ウェアも気付いてはいるだろう。彼はアトラの真剣な目を見てから、ほんの少しだけ間を置いて、頷いた。
「良いだろう。だが、無茶はするなよ!」
「分かってる。もう、俺は一人じゃねえんだ。信頼してるぜ、マスター!」
「その言葉、忘れるな。アトラ、ガルフレア、ジン! お前たちは俺と共に遺跡へ向かう! 残るメンバーは、全力でこの砦を守り抜くんだ!」
「連中が本気ならば、空間転移があるからな。いま見えている連中は陽動の可能性もある。総員、決して気を抜くなよ!」
「もしもリューディリッツが現れたら、オレかランドがいる場所まで退避しろ! ……生き残り、勝利を掴むぞ。全員で!」
『了解!』
全員、一斉に動き始める。ああ、そうだ。こんなところで、終われるものか。負けられるものか。見せてやろう、ヴィントール、聖女、そしてリュート。俺たちの、底力をな!
「ようやく茶番が終わったか」
映像が途切れて、信徒たちへと備えを言いつけた後。聖女の前に、一人の男が現れた。金の毛並みを持つ、コヨーテの男が。
「茶番と言うならば、あなたの方がよほど遊んでいたようでしたが。こちらの呼びかけにも応じず、勝手に動いたと思えば、あの惨事……おかげで、元首に余計な隙を見せてしまいました」
「ふ。自分の不用心な発言は棚上げか? 俺が何をしようと、あの元首相手では時間の問題だったろうよ。色々と図星を突かれていたな?」
からかうように聖女へと近付くリュートだが、その間に、唯一残っていた、側近の男が立ちはだかる。そこには明らかな警戒、を通り越して敵意が滲んでいる。
「聖女さまにそれ以上近付くな、クソ犬が。言っておくが我々は、貴様を味方だと思ってはいない」
「おお、怖い怖い。お前の方がよほど犬だな? 尻尾を振って気を惹いて、健気で泣けてくる」
「貴様……!!」
「まあ良いさ。連中がどう動く気かは知らんが、安全圏で見ていられるとは思わんことだな。物事とは、いつでも思うようにはいかんものだ」
「砦の奇襲と街の警護を掻い潜ってなお、ここに辿り着く余裕が彼らにある、と?」
「甘く見るなと言っているのだ。くくっ、これは一応、本気の忠告だぞ?」
「……そうですね。その言葉は受け取っておきましょう。ですが、私たちにも備えはありますので、心配は無用です」
聖女の答えに、リュートはまた可笑しそうに笑った。

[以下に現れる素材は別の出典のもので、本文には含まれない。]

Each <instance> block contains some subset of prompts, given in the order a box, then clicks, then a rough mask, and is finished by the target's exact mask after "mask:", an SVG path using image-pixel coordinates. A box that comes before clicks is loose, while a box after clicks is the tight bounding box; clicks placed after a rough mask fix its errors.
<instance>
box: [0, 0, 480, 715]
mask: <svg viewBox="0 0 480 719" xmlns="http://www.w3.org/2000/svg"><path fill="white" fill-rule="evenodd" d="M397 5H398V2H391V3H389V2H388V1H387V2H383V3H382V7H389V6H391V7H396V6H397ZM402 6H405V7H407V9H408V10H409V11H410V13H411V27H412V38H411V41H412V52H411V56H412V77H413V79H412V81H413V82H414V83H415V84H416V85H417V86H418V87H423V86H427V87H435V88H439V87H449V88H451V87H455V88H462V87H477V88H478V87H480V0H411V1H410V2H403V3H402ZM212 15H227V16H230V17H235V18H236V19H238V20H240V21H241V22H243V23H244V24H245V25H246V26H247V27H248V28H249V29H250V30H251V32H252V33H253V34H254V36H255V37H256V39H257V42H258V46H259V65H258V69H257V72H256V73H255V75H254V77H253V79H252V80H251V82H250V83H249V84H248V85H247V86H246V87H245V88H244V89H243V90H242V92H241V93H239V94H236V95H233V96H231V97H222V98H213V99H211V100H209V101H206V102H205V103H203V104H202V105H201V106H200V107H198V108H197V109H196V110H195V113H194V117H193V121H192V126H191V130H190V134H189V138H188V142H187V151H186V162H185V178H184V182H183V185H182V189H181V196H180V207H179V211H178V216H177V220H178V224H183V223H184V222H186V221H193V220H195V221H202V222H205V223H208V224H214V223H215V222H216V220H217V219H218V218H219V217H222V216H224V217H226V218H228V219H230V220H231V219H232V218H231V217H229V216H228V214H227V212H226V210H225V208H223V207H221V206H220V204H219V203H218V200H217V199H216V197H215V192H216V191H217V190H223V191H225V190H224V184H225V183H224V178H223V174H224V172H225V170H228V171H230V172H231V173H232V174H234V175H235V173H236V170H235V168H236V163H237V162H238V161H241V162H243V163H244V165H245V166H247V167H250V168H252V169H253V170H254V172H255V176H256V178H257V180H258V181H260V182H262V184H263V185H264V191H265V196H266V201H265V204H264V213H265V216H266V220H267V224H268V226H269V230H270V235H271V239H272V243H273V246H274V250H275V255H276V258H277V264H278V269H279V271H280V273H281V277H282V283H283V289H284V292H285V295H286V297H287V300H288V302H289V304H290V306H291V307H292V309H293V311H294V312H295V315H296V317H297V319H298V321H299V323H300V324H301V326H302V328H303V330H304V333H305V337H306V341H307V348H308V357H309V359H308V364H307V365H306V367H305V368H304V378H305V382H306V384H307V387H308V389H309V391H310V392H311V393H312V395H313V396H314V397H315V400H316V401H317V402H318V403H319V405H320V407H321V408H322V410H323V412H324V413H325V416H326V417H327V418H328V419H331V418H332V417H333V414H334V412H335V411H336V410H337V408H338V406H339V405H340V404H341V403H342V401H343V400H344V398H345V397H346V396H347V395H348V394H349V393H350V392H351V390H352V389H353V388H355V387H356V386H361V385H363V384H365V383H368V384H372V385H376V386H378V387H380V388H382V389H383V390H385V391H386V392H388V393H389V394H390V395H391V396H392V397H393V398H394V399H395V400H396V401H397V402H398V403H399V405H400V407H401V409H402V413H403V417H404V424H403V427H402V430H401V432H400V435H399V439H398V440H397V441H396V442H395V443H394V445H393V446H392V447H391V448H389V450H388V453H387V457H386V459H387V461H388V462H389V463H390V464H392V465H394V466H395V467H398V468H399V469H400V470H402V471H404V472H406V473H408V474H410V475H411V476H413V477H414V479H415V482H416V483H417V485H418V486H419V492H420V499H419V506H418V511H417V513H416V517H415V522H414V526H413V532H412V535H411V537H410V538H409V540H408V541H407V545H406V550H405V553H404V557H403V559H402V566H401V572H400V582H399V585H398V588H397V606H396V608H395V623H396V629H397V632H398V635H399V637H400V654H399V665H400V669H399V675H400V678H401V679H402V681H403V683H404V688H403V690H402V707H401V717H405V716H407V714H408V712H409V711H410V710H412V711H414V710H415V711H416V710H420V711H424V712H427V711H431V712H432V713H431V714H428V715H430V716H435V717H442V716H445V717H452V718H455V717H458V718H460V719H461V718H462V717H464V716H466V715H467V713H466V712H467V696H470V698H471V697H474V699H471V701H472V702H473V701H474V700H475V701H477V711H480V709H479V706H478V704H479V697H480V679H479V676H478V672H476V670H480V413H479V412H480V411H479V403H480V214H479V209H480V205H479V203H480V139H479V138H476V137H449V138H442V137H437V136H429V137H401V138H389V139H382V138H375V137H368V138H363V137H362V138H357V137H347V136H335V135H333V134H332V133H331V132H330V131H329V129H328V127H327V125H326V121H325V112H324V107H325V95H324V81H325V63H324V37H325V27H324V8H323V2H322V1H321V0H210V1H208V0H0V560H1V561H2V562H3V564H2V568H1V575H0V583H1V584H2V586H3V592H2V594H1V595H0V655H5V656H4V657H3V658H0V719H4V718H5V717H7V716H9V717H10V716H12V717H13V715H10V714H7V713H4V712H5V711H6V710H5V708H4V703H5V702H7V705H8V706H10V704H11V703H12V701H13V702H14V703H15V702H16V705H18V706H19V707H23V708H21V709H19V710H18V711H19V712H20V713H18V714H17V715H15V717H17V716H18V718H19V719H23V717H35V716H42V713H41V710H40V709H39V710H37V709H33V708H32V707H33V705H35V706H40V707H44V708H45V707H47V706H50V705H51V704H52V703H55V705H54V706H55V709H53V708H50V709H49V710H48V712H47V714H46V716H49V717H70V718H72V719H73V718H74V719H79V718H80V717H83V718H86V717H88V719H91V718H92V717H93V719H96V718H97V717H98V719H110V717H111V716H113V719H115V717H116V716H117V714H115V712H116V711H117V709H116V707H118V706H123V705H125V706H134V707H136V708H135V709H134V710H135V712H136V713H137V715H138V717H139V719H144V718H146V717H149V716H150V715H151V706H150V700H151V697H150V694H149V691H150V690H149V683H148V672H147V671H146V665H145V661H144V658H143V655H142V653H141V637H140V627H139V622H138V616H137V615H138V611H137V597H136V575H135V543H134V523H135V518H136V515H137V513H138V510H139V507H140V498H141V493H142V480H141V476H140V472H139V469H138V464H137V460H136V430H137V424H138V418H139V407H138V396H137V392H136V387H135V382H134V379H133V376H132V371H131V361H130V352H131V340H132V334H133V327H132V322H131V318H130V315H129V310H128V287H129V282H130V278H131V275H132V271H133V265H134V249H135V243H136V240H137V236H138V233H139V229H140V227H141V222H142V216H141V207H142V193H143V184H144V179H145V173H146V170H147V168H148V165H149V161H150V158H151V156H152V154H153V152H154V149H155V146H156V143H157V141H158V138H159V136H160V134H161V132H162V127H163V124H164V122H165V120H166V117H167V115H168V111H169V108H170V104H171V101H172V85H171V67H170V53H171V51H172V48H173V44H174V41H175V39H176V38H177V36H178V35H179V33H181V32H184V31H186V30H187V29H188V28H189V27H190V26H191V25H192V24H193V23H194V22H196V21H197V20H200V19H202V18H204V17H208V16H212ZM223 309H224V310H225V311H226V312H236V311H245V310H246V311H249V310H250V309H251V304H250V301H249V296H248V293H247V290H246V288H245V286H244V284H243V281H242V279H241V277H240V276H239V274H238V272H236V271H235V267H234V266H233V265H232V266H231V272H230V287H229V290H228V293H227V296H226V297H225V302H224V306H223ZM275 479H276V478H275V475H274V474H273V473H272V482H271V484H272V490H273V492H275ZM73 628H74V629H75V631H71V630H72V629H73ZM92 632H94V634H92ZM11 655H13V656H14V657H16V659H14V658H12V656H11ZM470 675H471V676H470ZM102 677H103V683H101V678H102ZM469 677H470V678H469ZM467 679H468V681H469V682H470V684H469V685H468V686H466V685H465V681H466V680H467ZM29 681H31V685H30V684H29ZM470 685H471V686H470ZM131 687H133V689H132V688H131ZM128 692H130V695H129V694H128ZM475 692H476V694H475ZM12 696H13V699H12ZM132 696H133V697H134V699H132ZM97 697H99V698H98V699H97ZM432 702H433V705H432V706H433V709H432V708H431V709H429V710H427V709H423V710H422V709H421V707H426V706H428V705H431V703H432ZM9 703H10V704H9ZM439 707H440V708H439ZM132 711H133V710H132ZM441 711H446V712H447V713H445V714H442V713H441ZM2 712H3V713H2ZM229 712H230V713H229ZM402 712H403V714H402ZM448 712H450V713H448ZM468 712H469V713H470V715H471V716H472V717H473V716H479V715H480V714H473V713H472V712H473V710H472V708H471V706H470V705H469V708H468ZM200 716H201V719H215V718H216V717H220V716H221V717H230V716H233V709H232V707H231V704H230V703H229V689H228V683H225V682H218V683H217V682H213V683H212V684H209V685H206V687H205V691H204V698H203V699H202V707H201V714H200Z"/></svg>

それが小馬鹿にしたように聞こえて、側近は今にも武器を構えようとしていたが、聖女がそれを制す。
「さて、では俺は、連中が来るのを待つとしよう。くくっ、期待外れでなければいいのだがな」
そう言いながら、リュートはその姿を消した。男は忌々しげに舌打ちをひとつ残してから、聖女に向き直る。
「……聖女さま。癪ではありますが、あの男の忠告は正しいはずです。一度、奥までお下がりください。我々は吉報を待ちつつ、万が一に備えるとしましょう」
「そうですね。では、奥の部屋に皆を集めてください。……先ほどから、随分と感情が荒いですよ。元首の言葉がそれほど気に障ったのですか?」
「…………。失礼いたしました」
「責めているわけではありませんよ。……私の剣。今は、二人だけですよ」
その言葉に、側近は少しだけ動きを止めた。それは、聖女からの許可、合図だ。こうなる前に、二人で決めたもの。聖女の信徒たる他の者たちとは違い、本当の聖女を昔から知る、彼だけに与えられる許可。聖女からの、特別の証。
「……大丈夫だ、心配するな。お前は俺が守る。もう、あんなことにはさせない。絶対に……!」
「ええ。……あなたを信頼しているわ。必ず、私を守ってくれるとね」
そんな、本来の口調での言葉を交わす二人。だが、その心の奥底は、どちらも仮面に隠れて見えることはなかった。